However, there are other burning issues for feminists to address about Palestine, including forced child marriage, forced veiling, polygamy, normalized woman-battering and rape, as well as honor killing. I wonder whether these are the issues that will be addressed. Somehow, I doubt it.

That’s because I am familiar with Lila Abu-Lughod’s work. She believes that indigenous honor-related violence is best understood as a consequence of Western colonialism — perhaps even of “Islamophobia.”

On October 25, 2010, at the American University of Beirut, Abu-Lughod admonished (Western) feminists who “sensationalize” honor killings. She “warned that an obsessive focus on so-called honor crime(s) may allow “scholars and activists to ignore important contexts for violence against women: social tensions; political conflicts; forms of racial, class, and ethnic discrimination; religious movements; government policing and surveillance; and military intervention.”

What kind of feminism does Abu-Lughod represent? She is a post-colonial, postmodern, multicultural relativist, a professor who does not believe in universal standards of human rights. However, her work primarily serves the cause of one nationalism– Palestinian — and one tradition only — Islam/Islamism.

Earlier in the 21st century, Abu-Lughod stated that wearing the Islamic veil signifies “respectability” for Muslim women. Moreover, it can be “read as a sign of educated, urban sophistication, a sort of modernity.” Abu-Lughod believes that there are many reasons that a woman might veil — and, if she’s talking about hijab (a headscarf), I can agree with her.

However, wearing a face- and body-covering that obscures identity, peripheral vision, and all normal social interaction — that functions, in effect, like a sensory deprivation isolation chamber — is not an empowered “feminist” choice or even a feminist way of rejecting sexual objectification.

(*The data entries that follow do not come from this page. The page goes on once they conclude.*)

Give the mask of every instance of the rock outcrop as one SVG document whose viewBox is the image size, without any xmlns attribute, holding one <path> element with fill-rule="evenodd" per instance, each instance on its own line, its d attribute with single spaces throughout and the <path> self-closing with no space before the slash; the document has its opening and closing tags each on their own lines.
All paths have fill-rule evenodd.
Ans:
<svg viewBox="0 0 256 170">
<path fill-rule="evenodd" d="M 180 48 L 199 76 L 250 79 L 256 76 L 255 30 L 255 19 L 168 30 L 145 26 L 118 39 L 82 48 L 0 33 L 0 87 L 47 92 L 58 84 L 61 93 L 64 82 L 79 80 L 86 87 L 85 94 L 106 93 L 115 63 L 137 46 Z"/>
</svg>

Professor Abu-Lughod does not wear hijab, niqab, or a burqa. She and her professor parents were all American academics. Her Palestinian-American father, Ibrahim, taught at Northwestern University for 35 years; her Jewish-American mother, Janet Lippman Abu-Lughod, did so for twenty years.

To be fair, Abu-Lughod has also published some interesting work about Muslim women in the Middle East, and about Bedouin women in particular, including Writing Women’s Worlds: Bedouin Stories. However, Abu-Lughod, like her Columbia University colleague Gayatri Spivak, views a Western-style fight for women’s rights in the Muslim world as “colonial feminism.”

I am among a handful of both Muslim, ex-Muslim, and non-Muslim feminists who challenge this approach. We do not share her anti-Western point of view. We have not been Palestinianized.

The Barnard panelists may study gender for complex reasons, but they use their work to condemn the Judeo-Christian West again and again. Sadly, they are all speaking the same politically correct “feminist” language from which a universal concept of human rights for women has been utterly banished.